Le Premier ministre Adel Abdel Mahdi a plaidé pour réformer le système d’attribution des postes de fonctionnaires et abaisser l’âge des candidats aux élections dans un pays où 60% de la population a moins de 25 ans. «Ils ont dit aux jeunes: rentrez chez vous, on va vous verser des pensions et vous trouver des solutions, mais c’était un piège», s’emporte une manifestante, venue avec son fils. Vendredi le grand ayatollah Ali Sistani, plus haute autorité religieuse chiite d’Irak, a appelé à la réforme et à la lutte anticorruption, tandis que le turbulent leader chiite Moqtada Sadr, qui a réclamé début octobre la démission du gouvernement, avait menacé de faire descendre ses combattants. «Sadr, Sistani, quelle honte!», lance un manifestant à l’AFP en affirmant défiler parce qu’il n’a «pas un sou». «On nous tire des grenades dessus, ça suffit!» Pour les manifestants, les gouvernements successifs depuis la chute du dictateur Saddam Hussein en 2003 est à bout de souffle alors qu’en 16 ans, la corruption a officiellement coûté 410 milliards d’euros à l’Etat, soit deux fois le PIB de l’Irak, deuxième producteur de l’Opep. «ça suffit! Les vols, les pillages, les gangs, les mafias, l’Etat profond, tout ça… Dégagez! On veut un Etat, les gens veulent seulement vivre», affirme un autre manifestant.

Infiltrés
Derrière lui, des dizaines de jeunes tentent de traverser le pont al-Joumhouriya menant à la Zone verte ont essuyé des tirs de grenades lacrymogènes et assourdissantes. Vendredi, ces projectiles ont tué plusieurs manifestants à Bagdad, selon la Commission gouvernementale des droits de l’Homme. Non loin, le Parlement doit se réunir dans l’après-midi pour «discuter des revendications des manifestants, des décisions du Conseil des ministres et de la mise en oeuvre des réformes», selon son ordre du jour.
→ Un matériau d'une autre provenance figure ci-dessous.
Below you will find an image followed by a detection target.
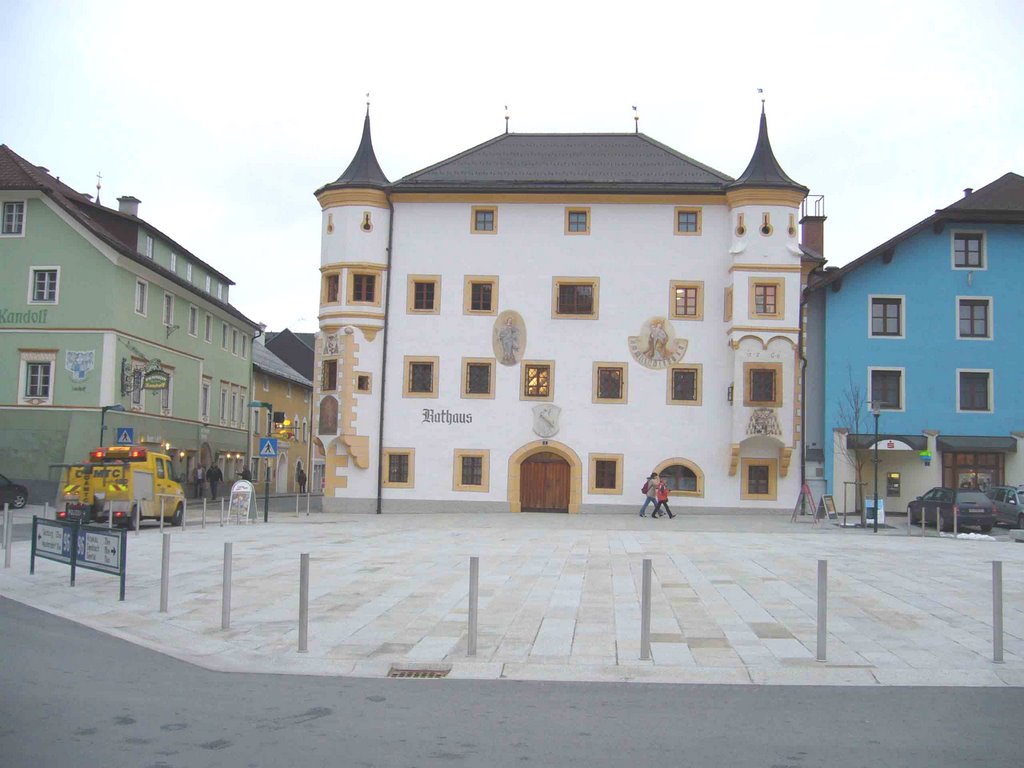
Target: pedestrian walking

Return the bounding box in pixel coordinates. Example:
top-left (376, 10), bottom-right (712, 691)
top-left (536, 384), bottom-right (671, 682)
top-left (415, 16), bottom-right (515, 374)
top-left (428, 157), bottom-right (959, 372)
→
top-left (650, 480), bottom-right (675, 520)
top-left (640, 472), bottom-right (657, 517)
top-left (206, 464), bottom-right (224, 501)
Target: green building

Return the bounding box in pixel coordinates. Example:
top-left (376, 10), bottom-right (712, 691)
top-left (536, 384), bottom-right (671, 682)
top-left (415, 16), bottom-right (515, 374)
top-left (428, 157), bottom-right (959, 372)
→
top-left (0, 144), bottom-right (259, 503)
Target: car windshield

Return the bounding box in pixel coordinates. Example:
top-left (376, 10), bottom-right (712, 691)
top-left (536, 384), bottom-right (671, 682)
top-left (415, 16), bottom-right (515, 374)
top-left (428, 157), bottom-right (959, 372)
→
top-left (956, 490), bottom-right (988, 504)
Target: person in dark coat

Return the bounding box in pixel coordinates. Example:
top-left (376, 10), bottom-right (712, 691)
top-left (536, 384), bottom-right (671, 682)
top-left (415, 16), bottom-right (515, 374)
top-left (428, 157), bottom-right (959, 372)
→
top-left (206, 464), bottom-right (224, 501)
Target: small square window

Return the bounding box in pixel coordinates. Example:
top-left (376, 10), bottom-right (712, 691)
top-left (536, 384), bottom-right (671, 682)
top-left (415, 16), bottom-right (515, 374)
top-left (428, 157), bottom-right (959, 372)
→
top-left (587, 454), bottom-right (623, 496)
top-left (743, 362), bottom-right (782, 408)
top-left (565, 208), bottom-right (590, 234)
top-left (870, 296), bottom-right (903, 338)
top-left (383, 449), bottom-right (415, 488)
top-left (520, 360), bottom-right (554, 400)
top-left (0, 200), bottom-right (25, 236)
top-left (29, 266), bottom-right (60, 304)
top-left (669, 366), bottom-right (701, 406)
top-left (956, 371), bottom-right (992, 412)
top-left (593, 362), bottom-right (629, 402)
top-left (953, 232), bottom-right (985, 269)
top-left (462, 274), bottom-right (498, 314)
top-left (452, 449), bottom-right (490, 493)
top-left (462, 357), bottom-right (495, 398)
top-left (407, 274), bottom-right (441, 314)
top-left (669, 281), bottom-right (703, 321)
top-left (551, 278), bottom-right (600, 319)
top-left (676, 208), bottom-right (700, 234)
top-left (956, 299), bottom-right (991, 339)
top-left (472, 206), bottom-right (498, 234)
top-left (402, 356), bottom-right (438, 397)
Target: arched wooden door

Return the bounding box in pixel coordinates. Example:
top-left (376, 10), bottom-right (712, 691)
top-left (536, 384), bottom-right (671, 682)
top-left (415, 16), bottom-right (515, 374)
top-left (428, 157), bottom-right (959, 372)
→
top-left (519, 452), bottom-right (569, 512)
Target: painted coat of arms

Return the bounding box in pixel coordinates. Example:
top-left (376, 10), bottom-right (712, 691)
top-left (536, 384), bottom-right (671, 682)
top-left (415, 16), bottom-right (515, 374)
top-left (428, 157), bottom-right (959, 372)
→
top-left (629, 317), bottom-right (687, 369)
top-left (65, 349), bottom-right (96, 384)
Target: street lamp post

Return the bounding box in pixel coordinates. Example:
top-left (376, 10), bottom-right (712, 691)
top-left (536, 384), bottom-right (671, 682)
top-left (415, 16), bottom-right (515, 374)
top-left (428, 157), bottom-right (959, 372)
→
top-left (242, 400), bottom-right (273, 522)
top-left (99, 402), bottom-right (125, 447)
top-left (871, 400), bottom-right (883, 534)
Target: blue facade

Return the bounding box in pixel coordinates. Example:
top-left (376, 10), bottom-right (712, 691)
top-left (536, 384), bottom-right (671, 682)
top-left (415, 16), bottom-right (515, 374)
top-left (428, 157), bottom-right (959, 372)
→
top-left (809, 174), bottom-right (1024, 511)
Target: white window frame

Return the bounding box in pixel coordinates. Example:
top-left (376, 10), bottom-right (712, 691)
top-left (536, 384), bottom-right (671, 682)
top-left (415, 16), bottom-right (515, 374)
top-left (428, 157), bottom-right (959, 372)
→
top-left (864, 366), bottom-right (906, 414)
top-left (17, 350), bottom-right (57, 406)
top-left (953, 296), bottom-right (995, 342)
top-left (956, 368), bottom-right (995, 414)
top-left (163, 291), bottom-right (174, 328)
top-left (135, 278), bottom-right (150, 317)
top-left (29, 266), bottom-right (60, 306)
top-left (0, 200), bottom-right (29, 238)
top-left (867, 293), bottom-right (906, 339)
top-left (949, 229), bottom-right (988, 272)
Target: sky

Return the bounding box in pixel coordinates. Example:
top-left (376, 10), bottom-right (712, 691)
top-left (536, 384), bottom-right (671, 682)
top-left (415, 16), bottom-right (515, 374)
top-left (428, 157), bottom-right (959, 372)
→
top-left (0, 0), bottom-right (1024, 332)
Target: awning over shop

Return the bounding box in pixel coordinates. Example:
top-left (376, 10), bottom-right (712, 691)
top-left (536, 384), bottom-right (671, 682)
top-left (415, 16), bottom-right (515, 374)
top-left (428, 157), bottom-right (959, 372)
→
top-left (936, 435), bottom-right (1017, 454)
top-left (846, 432), bottom-right (928, 451)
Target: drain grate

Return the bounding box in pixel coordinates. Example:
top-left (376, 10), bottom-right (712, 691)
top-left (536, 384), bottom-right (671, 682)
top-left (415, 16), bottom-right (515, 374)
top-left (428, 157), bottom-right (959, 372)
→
top-left (387, 667), bottom-right (452, 680)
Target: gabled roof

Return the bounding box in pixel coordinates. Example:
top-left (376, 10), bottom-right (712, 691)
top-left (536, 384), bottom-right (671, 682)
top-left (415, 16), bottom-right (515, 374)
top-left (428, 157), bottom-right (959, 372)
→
top-left (729, 108), bottom-right (808, 195)
top-left (250, 342), bottom-right (313, 389)
top-left (0, 144), bottom-right (259, 329)
top-left (390, 133), bottom-right (732, 193)
top-left (810, 172), bottom-right (1024, 290)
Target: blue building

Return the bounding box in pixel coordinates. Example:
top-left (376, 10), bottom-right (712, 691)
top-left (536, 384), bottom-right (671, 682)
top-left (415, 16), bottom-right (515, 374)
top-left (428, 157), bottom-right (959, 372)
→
top-left (804, 173), bottom-right (1024, 512)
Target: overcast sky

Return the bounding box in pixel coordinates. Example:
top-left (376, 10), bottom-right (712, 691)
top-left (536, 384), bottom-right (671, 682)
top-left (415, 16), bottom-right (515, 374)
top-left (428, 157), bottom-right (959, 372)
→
top-left (0, 0), bottom-right (1024, 331)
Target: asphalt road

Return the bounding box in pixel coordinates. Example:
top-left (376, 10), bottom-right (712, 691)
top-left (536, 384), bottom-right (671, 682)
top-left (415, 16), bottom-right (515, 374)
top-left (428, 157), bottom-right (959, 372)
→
top-left (0, 598), bottom-right (1024, 768)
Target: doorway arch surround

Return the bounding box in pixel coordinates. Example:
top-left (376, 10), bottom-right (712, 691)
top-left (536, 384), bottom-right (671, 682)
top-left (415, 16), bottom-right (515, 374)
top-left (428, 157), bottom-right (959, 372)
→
top-left (508, 440), bottom-right (583, 515)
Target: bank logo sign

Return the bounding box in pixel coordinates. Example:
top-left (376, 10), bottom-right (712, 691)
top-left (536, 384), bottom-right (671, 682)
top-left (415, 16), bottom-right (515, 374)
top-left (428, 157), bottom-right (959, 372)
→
top-left (65, 349), bottom-right (96, 384)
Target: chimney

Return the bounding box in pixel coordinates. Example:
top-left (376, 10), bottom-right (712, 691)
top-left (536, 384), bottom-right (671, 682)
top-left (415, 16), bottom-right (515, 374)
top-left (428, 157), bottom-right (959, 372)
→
top-left (118, 195), bottom-right (142, 216)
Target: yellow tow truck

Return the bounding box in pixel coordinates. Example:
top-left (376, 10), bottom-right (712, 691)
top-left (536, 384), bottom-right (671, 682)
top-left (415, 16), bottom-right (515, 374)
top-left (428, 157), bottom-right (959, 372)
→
top-left (57, 445), bottom-right (185, 526)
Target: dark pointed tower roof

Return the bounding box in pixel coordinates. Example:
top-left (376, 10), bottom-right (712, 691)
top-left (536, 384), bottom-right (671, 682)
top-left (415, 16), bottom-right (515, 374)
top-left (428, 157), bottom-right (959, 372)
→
top-left (727, 104), bottom-right (809, 195)
top-left (316, 106), bottom-right (390, 195)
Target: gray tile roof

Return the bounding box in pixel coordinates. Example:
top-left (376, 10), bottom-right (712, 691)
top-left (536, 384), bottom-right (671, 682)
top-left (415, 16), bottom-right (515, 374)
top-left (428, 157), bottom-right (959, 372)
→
top-left (390, 133), bottom-right (732, 193)
top-left (252, 342), bottom-right (313, 389)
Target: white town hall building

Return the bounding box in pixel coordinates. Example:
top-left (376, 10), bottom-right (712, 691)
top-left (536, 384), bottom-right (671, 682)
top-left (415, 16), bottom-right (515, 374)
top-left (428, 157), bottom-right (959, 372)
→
top-left (314, 111), bottom-right (821, 514)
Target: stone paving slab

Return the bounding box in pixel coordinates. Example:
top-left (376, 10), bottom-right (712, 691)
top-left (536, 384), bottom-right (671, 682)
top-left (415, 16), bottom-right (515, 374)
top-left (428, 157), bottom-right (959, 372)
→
top-left (0, 510), bottom-right (1024, 686)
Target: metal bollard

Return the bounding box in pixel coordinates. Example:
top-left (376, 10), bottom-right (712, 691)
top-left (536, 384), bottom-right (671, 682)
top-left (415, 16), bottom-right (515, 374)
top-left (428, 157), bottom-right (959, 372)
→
top-left (992, 560), bottom-right (1002, 664)
top-left (3, 504), bottom-right (14, 568)
top-left (299, 552), bottom-right (309, 653)
top-left (466, 557), bottom-right (480, 656)
top-left (160, 534), bottom-right (171, 613)
top-left (640, 558), bottom-right (650, 660)
top-left (220, 542), bottom-right (231, 630)
top-left (816, 560), bottom-right (828, 662)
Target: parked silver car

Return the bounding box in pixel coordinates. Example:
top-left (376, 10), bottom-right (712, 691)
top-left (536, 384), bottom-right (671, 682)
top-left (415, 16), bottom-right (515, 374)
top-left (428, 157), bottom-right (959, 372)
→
top-left (985, 485), bottom-right (1024, 528)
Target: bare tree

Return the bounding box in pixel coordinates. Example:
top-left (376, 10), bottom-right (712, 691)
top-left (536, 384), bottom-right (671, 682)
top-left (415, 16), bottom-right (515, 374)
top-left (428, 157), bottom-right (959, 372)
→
top-left (836, 365), bottom-right (868, 522)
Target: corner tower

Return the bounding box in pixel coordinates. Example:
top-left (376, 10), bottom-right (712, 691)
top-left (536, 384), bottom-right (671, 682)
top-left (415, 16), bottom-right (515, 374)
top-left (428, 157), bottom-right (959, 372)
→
top-left (726, 111), bottom-right (808, 500)
top-left (313, 104), bottom-right (391, 511)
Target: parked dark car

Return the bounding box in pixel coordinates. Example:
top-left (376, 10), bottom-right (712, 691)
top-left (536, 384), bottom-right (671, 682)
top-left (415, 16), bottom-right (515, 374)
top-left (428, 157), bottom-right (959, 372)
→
top-left (0, 475), bottom-right (29, 509)
top-left (985, 485), bottom-right (1024, 528)
top-left (906, 488), bottom-right (995, 534)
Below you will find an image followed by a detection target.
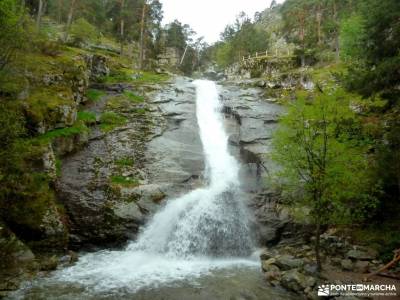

Jusqu’ici, l’Assemblée a été paralysée par les divisions, et les séances précédentes, qui devaient mener à un remaniement ministériel maintenant annoncé pour la semaine prochaine, ont dû être annulées ou levées faute de quorum. Dans le Sud, de nouveaux appels à manifester ont été lancés, alors que les enterrements des victimes des violences se succèdent après que des dizaines de QG de partis et de groupes armés sont partis en fumée. «La colère populaire se dirige contre eux (…) car ils sont la vitrine évidente du ‘régime’», explique le chercheur Harith Hasan, mais d’autres se sont aussi invités dans ces violences. Ce sont les partisans de Moqtada Sadr, assure l’expert du Carnegie Middle East Center, qui «ont vu une opportunité pour passer à l’action face à des milices concurrentes comme Assaïb Ahl al-Haq, Badr et les brigades du Hezbollah», les plus puissantes du Hachd. Du 1er au 6 octobre, plus de 150 personnes ont été tuées quasiment toutes des manifestants pendant la première semaine de contestation.